In principle, the directives would no longer apply after the UK leaves the EU. If the UK remains within the EEA or a similar arrangement, though, national law would need to continue to comply with the treaty freedoms, since they are broadly the same in the EEA agreement – and the benefits of the directives would still apply.
The UK has a wide double tax treaty network, including treaties with the other 27 EU member states. The UK’s treaty policy is to eliminate withholding taxes. Under double tax treaties, there would be dividend withholding tax on dividends from Austria, Czech Republic, Germany and Italy to the UK and interest/royalty withholding tax on payments to the UK from Italy, Portugal and Romania.

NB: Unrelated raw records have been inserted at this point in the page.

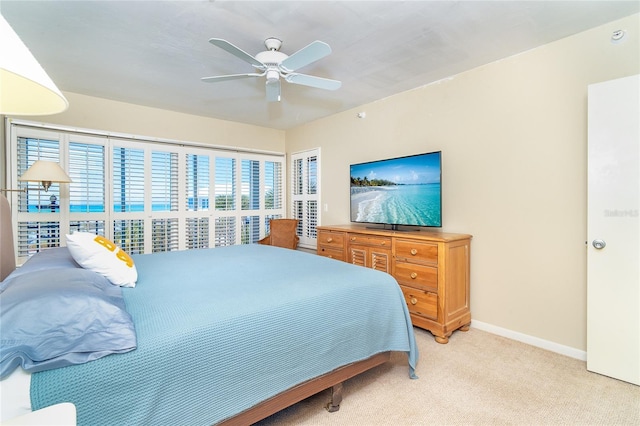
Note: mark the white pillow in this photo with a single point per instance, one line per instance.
(98, 254)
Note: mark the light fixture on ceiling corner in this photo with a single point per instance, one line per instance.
(25, 87)
(45, 172)
(618, 36)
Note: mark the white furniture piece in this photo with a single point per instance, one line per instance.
(56, 415)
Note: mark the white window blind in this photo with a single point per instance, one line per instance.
(305, 195)
(164, 181)
(145, 196)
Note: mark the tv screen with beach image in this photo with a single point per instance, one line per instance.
(398, 191)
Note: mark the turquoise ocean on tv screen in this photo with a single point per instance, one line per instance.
(400, 204)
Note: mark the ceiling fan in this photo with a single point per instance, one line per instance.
(274, 64)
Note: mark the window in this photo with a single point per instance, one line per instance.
(305, 196)
(145, 196)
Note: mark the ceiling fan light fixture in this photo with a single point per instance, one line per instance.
(273, 43)
(272, 75)
(274, 64)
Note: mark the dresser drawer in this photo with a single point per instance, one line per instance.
(421, 302)
(330, 252)
(331, 239)
(417, 276)
(417, 251)
(370, 240)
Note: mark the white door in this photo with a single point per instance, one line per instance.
(613, 230)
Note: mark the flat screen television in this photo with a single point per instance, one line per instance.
(398, 191)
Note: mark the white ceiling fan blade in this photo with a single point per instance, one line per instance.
(312, 81)
(236, 51)
(273, 90)
(308, 54)
(218, 78)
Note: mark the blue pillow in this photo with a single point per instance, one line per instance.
(53, 313)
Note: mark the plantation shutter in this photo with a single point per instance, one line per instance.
(305, 195)
(147, 196)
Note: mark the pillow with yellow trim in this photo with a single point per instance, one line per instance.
(98, 254)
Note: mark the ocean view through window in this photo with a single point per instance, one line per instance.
(145, 195)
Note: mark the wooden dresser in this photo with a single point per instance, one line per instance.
(431, 267)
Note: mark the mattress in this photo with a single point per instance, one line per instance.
(221, 330)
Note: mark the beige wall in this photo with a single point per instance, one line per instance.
(102, 114)
(513, 136)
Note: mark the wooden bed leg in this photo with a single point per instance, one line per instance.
(336, 398)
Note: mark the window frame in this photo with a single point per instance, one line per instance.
(63, 216)
(309, 220)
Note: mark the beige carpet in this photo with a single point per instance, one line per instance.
(476, 379)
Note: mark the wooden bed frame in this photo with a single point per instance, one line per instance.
(304, 390)
(333, 379)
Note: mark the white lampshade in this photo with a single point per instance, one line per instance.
(25, 88)
(45, 172)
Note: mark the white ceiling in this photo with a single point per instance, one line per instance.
(154, 53)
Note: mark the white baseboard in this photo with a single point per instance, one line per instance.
(530, 340)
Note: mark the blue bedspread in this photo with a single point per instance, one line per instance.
(223, 329)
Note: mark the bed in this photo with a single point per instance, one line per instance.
(228, 335)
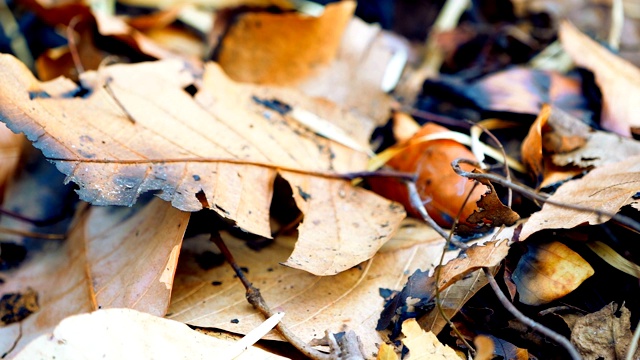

Upon secession, the jurisdiction of the CJEU would cease completely in relation to UK matters. Open claims would be decided by the UK courts.
State aid and harmful tax practices
The EU’s state aid provisions could still be relevant as these are sometimes included in agreements with non-EU states. Although the UK would not be subject to the EU code of conduct for business taxation, it is a party to the OECD’s Forum on Harmful Tax Practices, which has a similar remit.
Tax law of other member states
Some UK and other country tax reliefs are offered only in relation to EU member states. These will need to be considered individually.
There is an EU-wide social security directive, which essentially provides that individual on short-term moves would remain liable to home country social security. On secession, domestic law would apply, subject to any social security agreements.
Businesses will naturally wish to start assessing the implications of secession on supply chains and employee moves. It is clear that there will be substantial notice before any changes could occur – don’t panic!